Programmed cell death 5 mediates HDAC3 decay to promote genotoxic stress response

610 715

Cited 37 times in

Authors: Hyo-Kyoung Choi ; Youngsok Choi ; Eun Sung Park ; Soo-Yeon Park ; Seung-Hyun Lee ; Jaesung Seo ; Mi-Hyeon Jeong ; Jae-Wook Jeong ; Jae-Ho Jeong ; Peter C.W. Lee ; Kyung-Chul Choi ; Ho-Geun Yoon

MeSH: Animals ; Apoptosis Regulatory Proteins/genetics* ; Casein Kinase II/metabolism ; Cell Line, Tumor ; Chromatin Immunoprecipitation ; DNA Damage/genetics* ; Fibroblasts/metabolism* ; Gene Expression Profiling ; HCT116 Cells ; Histone Deacetylases/metabolism* ; Humans ; Immunoprecipitation ; In Situ Nick-End Labeling ; Karyopherins/metabolism ; Mass Spectrometry ; Mice ; Mice, Knockout ; Neoplasm Proteins/genetics* ; Neoplasm Transplantation ; Phosphorylation ; Prognosis ; Proteasome Endopeptidase Complex ; Real-Time Polymerase Chain Reaction ; Stomach Neoplasms/genetics* ; Stomach Neoplasms/metabolism ; Tumor Suppressor Protein p53/metabolism*

Abstract: The inhibition of p53 activity by histone deacetylase 3 (HDAC3) has been reported, but the precise molecular mechanism is unknown.
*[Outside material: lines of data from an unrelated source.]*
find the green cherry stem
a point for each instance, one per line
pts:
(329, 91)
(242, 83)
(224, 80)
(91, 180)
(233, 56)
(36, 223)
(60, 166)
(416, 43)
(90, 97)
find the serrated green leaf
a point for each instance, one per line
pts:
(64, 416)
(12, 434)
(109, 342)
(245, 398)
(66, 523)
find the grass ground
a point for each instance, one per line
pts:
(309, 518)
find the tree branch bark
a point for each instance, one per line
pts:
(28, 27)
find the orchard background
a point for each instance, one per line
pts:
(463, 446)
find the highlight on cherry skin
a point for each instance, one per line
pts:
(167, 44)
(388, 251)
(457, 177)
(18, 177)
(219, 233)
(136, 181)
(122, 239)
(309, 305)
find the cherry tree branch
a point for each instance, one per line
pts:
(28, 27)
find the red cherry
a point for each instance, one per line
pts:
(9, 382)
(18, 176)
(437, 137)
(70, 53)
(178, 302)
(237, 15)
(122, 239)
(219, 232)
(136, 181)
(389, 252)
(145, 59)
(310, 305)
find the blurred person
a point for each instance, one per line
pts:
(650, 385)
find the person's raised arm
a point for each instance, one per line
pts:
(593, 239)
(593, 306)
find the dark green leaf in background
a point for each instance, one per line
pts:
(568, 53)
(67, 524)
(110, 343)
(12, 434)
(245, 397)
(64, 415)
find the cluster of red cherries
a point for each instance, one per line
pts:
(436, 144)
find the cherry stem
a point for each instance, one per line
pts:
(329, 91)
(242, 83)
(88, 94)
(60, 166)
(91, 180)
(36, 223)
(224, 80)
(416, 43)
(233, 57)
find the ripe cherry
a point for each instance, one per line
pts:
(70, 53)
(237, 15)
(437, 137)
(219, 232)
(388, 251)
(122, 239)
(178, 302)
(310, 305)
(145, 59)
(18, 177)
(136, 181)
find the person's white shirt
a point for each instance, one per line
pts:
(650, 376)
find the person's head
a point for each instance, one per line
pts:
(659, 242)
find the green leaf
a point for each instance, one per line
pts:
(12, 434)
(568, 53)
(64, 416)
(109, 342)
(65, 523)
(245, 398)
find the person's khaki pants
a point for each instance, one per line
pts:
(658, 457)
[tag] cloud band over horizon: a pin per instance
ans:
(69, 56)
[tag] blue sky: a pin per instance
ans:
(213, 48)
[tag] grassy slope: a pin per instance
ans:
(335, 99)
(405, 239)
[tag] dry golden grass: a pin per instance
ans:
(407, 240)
Here we show that programmed cell death 5 (PDCD5) selectively mediates HDAC3 dissociation from p53, which induces HDAC3 cleavage and ubiquitin-dependent proteasomal degradation. Casein kinase 2 alpha phosphorylates PDCD5 at Ser-119 to enhance its stability and importin 13-mediated nuclear translocation of PDCD5. Genetic deletion of PDCD5 abrogates etoposide (ET)-induced p53 stabilization and HDAC3 cleavage, indicating an essential role of PDCD5 in p53 activation. Restoration of PDCD5(WT) in PDCD5(-/-) MEFs restores ET-induced HDAC3 cleavage. Reduction of both PDCD5 and p53, but not reduction of either protein alone, significantly enhances in vivo tumorigenicity of AGS gastric cancer cells and correlates with poor prognosis in gastric cancer patients. Our results define a mechanism for p53 activation via PDCD5-dependent HDAC3 decay under genotoxic stress conditions.